The Importance of Sleep for Dancers
Written by Dr. Meagan Robichaud, PT, DPT
It’s no secret that beauty rest is easily the most important and essential part of our day for many reasons as it helps improve our physical, mental, and metabolic health. But for dancers, logging the required and recommended 7+ hours of beauty rest per night can be nothing short of a challenge due to strenuous and demanding rehearsal schedules as well as debilitating mental stress that comes with the profession.
A study done on 24 classical ballet dancers found that up to 67 days prior to a scheduled performance, sleep duration and quality was significantly reduced compared to non-dancer age matched individuals. This same study found that overall, the ratio of time asleep versus wakefulness during the night was significantly reduced in dancers regardless of whether or not there was a performance season upon them. As most dancers practice their craft all year long, this reduction in quality sleep starts to add up and cause many debilitating issues that have a domino effect on overall health.
Importance of Sleep
A good night’s sleep can positively affect our bodies in many ways. The way our brain functions, including cognition, problem solving, concentration, and performance are all influenced by the length and quality of our sleep cycles. Sufficient sleep is proven to improve memory skills during the day which can be essential for a dancer when learning new choreography or combinations in class. Sleep also has a large impact on a physical function, increasing our reaction times and overall athletic performance. Without adequate sleep a dancer may put themselves at risk for injury due to decreased performance. On top of all this, sleep deprivation has been associated with a higher risk for depression, especially in the younger population.
Tips to Improve Sleep
Your bed is for sleeping ONLY. Avoid the urge to use electronics such as your phone, the TV, and your computer while in bed. Utilizing TV or your phone to help you fall asleep may seem like a good idea in the moment, but may actually be the reason you are staying up longer than you need to. Eliminating electronics will allow you to be prepared mentally to sleep once you get in bed.

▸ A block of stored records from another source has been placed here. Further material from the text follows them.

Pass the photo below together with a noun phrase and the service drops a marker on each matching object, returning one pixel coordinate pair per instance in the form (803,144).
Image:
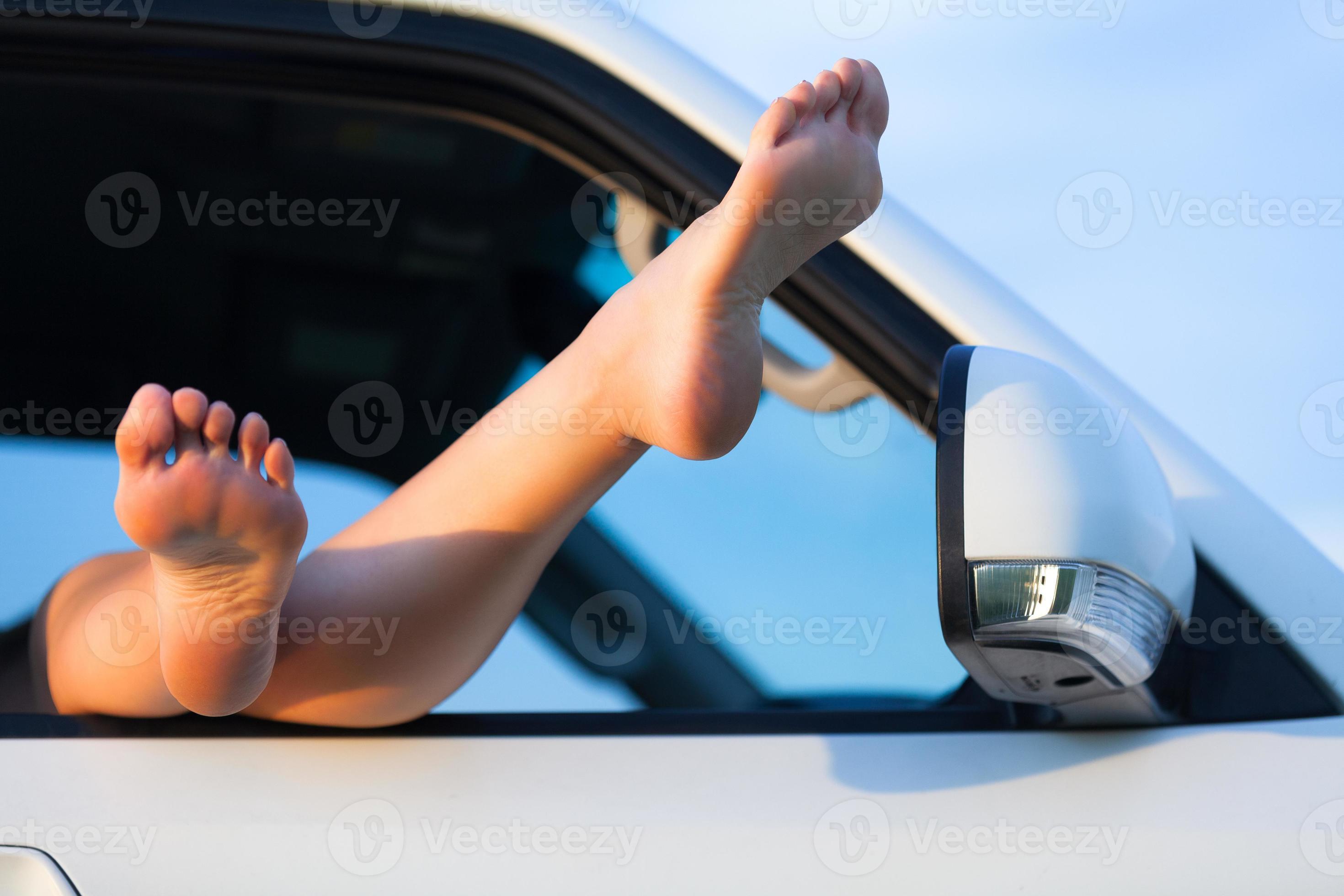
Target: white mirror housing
(1064,566)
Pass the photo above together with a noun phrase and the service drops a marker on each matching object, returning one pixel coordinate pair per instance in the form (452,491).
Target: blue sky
(1229,331)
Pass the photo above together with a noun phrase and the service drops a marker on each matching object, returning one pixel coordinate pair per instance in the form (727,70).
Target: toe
(804,97)
(851,78)
(189,409)
(280,465)
(218,429)
(828,92)
(253,438)
(776,123)
(870,109)
(145,430)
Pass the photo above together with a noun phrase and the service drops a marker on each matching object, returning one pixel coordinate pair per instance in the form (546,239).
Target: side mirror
(1064,567)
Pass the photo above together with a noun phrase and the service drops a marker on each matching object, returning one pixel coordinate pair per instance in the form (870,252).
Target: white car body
(1226,808)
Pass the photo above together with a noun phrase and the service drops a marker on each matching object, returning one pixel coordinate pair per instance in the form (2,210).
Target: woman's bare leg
(674,360)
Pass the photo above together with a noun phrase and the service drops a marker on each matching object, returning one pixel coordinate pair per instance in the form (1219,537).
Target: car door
(771,711)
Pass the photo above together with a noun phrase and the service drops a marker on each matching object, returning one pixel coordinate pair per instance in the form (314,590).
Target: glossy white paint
(1053,472)
(1270,562)
(1187,811)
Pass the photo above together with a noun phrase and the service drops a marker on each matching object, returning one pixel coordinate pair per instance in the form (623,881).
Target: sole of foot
(693,374)
(222,540)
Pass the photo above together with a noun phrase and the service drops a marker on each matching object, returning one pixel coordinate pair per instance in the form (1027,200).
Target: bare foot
(222,540)
(810,178)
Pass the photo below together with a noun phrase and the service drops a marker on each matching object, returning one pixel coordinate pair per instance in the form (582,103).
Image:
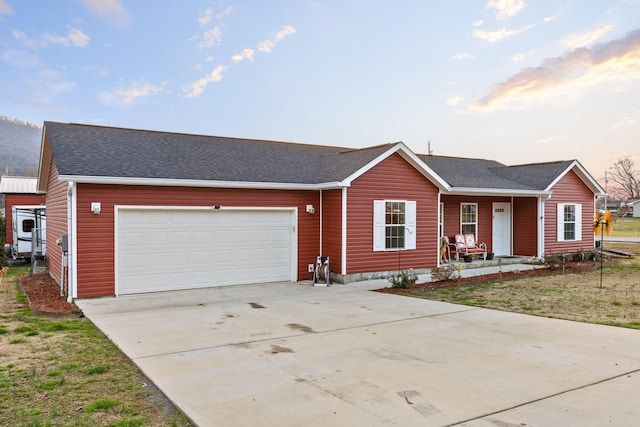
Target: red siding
(525,226)
(95,234)
(570,189)
(332,227)
(393,178)
(56,221)
(11,200)
(485,215)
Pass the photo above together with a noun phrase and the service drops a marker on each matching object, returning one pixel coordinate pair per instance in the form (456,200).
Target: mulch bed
(44,297)
(570,267)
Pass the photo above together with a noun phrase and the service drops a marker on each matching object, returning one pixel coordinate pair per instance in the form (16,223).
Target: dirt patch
(43,294)
(577,295)
(299,327)
(505,276)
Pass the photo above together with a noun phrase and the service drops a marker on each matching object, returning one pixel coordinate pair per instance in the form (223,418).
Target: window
(469,218)
(27,225)
(394,225)
(569,222)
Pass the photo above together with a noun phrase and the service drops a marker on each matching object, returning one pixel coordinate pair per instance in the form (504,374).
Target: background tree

Manage your caffeine intake. It is common for many people to think that having that last cup of coffee towards the end of the day is no problem because it will be “out of my system by bed” or “coffee doesn’t have much of an effect on me anymore.” On the contrary, caffeine can linger in your system for many hours even after the effects seem to have worn off. Consuming coffee after lunch time can make it harder to fall asleep at night and actually cause you to have restless sleep during the night.
Keep sleep consistent. It is easy to get in the habit of having a strict wake up early go to bed early schedule during the week and then succumb to a wake up late and go to bed late schedule on the weekend. This can make you feel drowsy and drained come Monday morning and therefore it is essential to try to maintain a consistent schedule all 7 days of the week.
Avoid the snooze button! If you are a person that likes to hit snooze every 5 minutes from 6:30-7AM, it would be best for you to just set your alarm for 7AM and avoid interrupted sleep in the morning. This will provide you with a better, more productive sleep schedule and keep you energized throughout the day.
Meditation before bed. Download an app or search for videos on YouTube that focus on deep breathing techniques to calm your system and release the worries and stresses from the day before getting into bed. This can help you fall asleep faster and stay asleep for longer.
Fietze, Ingo, Jutta Strauch, Martin Holzhausen, Martin Glos, Christiane Theobald, Hanna Lehnkering, and Thomas Penzel. “Sleep Quality In Professional Ballet Dancers.” Chronobiology International 26.6 (2009): 1249-262. Web.